Set Aside Differences

One of the reasons holiday get-togethers can be so stressful is socializing with family members, extended family and their plus-ones. That means we’re participating in social conventions and obligatory forms of social interaction that can make people uncomfortable. For example, it can be tough to enjoy a meal with a highly critical and vocal person at the table. Many people also find it stressful to be around others who don’t share their views, for instance religious, political and other opinions that remind us we aren’t all like-minded. 

In these types of situations, remember to breathe and remind yourself that the moment is temporary. Challenge yourself to focus on enjoying whatever you can about the day while ignoring or brushing off, even if repeatedly, anything you don’t like about it or the people. You might even challenge yourself to be a positive influence on the day while testing your endurance. With the proper preparation and mindset, anyone can get through a few hours or more of uncomfortable time. 

Find a Joyful Holiday Season

There are many tools and resources at your disposal for a joyful holiday season.

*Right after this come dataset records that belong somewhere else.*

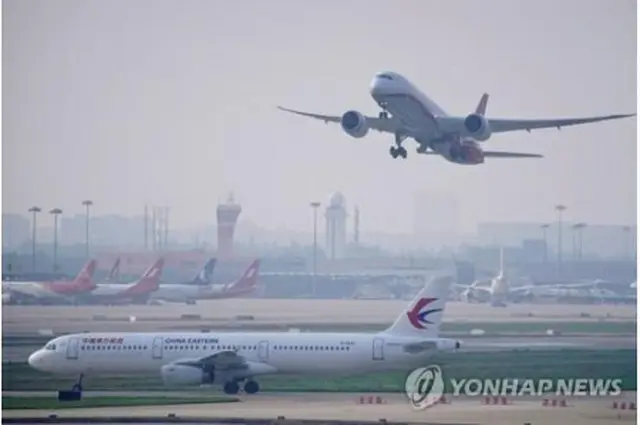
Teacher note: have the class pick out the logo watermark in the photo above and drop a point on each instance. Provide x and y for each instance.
(426, 386)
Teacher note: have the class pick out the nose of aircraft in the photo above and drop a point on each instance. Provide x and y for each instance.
(375, 86)
(35, 359)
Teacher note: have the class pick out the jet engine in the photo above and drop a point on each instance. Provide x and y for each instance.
(354, 124)
(185, 375)
(477, 127)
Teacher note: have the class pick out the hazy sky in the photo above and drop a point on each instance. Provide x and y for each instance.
(173, 102)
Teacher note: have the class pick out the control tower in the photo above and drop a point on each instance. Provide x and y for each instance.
(227, 215)
(336, 231)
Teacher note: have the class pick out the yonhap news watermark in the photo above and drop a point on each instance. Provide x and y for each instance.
(426, 386)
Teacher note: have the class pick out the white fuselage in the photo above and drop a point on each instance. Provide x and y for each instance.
(418, 115)
(286, 352)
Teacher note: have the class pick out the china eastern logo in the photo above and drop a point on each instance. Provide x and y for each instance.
(418, 315)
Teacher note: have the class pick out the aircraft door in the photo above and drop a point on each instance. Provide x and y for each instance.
(73, 349)
(378, 349)
(156, 348)
(263, 351)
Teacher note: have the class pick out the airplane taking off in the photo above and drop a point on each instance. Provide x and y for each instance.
(195, 358)
(189, 293)
(137, 292)
(50, 292)
(409, 113)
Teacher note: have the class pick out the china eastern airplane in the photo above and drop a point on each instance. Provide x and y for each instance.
(409, 113)
(196, 358)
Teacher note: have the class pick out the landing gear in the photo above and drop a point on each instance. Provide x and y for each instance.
(398, 150)
(251, 387)
(231, 388)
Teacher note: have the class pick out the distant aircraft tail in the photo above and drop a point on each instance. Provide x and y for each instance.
(149, 282)
(247, 282)
(481, 109)
(423, 316)
(84, 279)
(114, 273)
(205, 276)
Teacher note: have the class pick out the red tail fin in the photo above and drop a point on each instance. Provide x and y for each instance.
(114, 273)
(84, 279)
(149, 281)
(249, 279)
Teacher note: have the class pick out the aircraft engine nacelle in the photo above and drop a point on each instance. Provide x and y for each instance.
(477, 126)
(448, 345)
(354, 124)
(177, 375)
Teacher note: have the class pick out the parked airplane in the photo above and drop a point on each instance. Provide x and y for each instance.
(50, 292)
(137, 292)
(194, 358)
(499, 290)
(409, 113)
(190, 293)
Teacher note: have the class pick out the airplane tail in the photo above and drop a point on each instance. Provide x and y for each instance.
(481, 109)
(114, 273)
(248, 281)
(149, 282)
(84, 279)
(204, 277)
(423, 316)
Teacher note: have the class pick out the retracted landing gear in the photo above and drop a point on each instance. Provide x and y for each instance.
(398, 150)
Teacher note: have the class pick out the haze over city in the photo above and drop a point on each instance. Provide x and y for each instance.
(174, 103)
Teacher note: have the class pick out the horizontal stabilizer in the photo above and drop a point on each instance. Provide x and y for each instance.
(493, 154)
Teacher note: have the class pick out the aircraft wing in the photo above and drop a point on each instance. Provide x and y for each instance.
(498, 125)
(388, 125)
(494, 154)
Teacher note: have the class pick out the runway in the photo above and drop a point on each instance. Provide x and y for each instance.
(282, 313)
(590, 411)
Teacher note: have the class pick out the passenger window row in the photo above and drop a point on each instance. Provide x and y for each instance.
(113, 347)
(217, 347)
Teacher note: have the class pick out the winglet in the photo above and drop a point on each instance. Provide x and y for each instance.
(481, 109)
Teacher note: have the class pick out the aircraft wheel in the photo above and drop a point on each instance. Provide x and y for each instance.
(251, 387)
(231, 388)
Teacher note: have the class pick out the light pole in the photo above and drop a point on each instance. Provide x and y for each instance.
(626, 245)
(545, 228)
(87, 204)
(56, 212)
(34, 211)
(580, 227)
(560, 209)
(315, 206)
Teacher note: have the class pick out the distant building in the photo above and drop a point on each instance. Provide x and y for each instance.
(336, 227)
(227, 217)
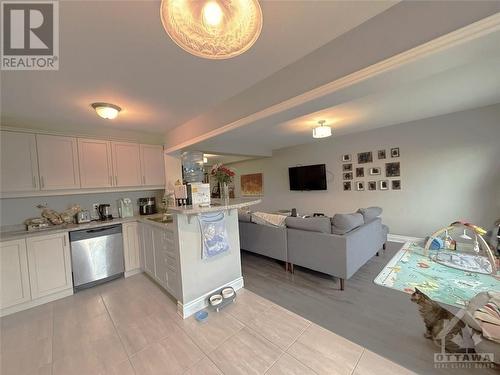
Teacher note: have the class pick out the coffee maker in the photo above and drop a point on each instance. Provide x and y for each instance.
(104, 212)
(147, 206)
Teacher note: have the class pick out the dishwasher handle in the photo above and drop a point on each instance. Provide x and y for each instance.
(92, 233)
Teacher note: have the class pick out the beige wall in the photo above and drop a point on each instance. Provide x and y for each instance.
(450, 170)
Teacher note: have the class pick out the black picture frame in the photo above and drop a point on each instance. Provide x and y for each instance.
(365, 157)
(392, 169)
(347, 176)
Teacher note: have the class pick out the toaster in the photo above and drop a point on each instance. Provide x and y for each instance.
(83, 217)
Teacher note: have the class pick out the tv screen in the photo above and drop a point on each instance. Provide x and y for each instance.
(308, 177)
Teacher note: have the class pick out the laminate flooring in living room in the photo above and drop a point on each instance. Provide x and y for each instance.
(383, 320)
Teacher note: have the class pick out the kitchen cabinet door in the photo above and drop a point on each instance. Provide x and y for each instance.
(160, 256)
(126, 164)
(15, 284)
(131, 246)
(19, 162)
(49, 264)
(96, 167)
(152, 165)
(58, 162)
(148, 250)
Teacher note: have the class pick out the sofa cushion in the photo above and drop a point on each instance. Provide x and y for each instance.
(245, 216)
(311, 224)
(343, 223)
(370, 213)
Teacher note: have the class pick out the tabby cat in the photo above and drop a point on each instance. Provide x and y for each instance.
(435, 318)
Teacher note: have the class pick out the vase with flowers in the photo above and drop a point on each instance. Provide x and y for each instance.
(224, 176)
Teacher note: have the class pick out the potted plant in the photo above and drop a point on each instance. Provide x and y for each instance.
(224, 176)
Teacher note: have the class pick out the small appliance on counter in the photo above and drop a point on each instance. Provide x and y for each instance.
(147, 206)
(83, 217)
(125, 208)
(104, 212)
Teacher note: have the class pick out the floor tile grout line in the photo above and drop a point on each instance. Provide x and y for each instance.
(357, 362)
(117, 333)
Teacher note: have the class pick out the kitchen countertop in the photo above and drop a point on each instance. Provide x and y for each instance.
(16, 234)
(217, 205)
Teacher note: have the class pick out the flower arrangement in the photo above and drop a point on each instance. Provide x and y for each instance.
(222, 173)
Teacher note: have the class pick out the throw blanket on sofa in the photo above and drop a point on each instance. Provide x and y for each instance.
(213, 234)
(268, 219)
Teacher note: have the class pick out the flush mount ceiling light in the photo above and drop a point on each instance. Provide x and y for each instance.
(212, 29)
(106, 110)
(322, 131)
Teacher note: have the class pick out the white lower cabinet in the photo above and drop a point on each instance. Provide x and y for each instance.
(49, 264)
(159, 257)
(131, 248)
(15, 284)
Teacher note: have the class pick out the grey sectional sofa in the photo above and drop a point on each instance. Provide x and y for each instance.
(337, 246)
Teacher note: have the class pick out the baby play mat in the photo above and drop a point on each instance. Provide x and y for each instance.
(410, 269)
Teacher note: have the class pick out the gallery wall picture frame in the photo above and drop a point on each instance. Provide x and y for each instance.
(252, 185)
(346, 158)
(347, 176)
(396, 184)
(392, 169)
(365, 157)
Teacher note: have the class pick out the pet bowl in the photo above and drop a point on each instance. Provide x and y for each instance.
(227, 292)
(216, 299)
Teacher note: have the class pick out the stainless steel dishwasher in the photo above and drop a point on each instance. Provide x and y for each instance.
(96, 255)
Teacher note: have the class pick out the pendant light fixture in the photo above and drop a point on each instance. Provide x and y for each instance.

Some people listen to music while others elevate their time with a therapist. It’s a great idea to start your day with something you enjoy. Visualization can be an especially effective tool for making it through the holiday season as well as other stressful events throughout the year. 

The holiday season is stressful for just about everyone for a variety of reasons. Getting ahead of the expected stress by building up your resilience and your stress-combating habits before the season hits is the best way to manage tough times. Seize all opportunities to minimize stress, including the opportunity to enjoy a calming cannabidiol sublingual spray. 

Also, always remember that you are never truly alone. If your stress turns into thoughts about suicide or hurting yourself or others, there are options. Reach out to the National Suicide Prevention Lifeline at 1-800-273-TALK [8255] or chat online. You can also contact the Crisis Textline for support by sending a text message to 741741.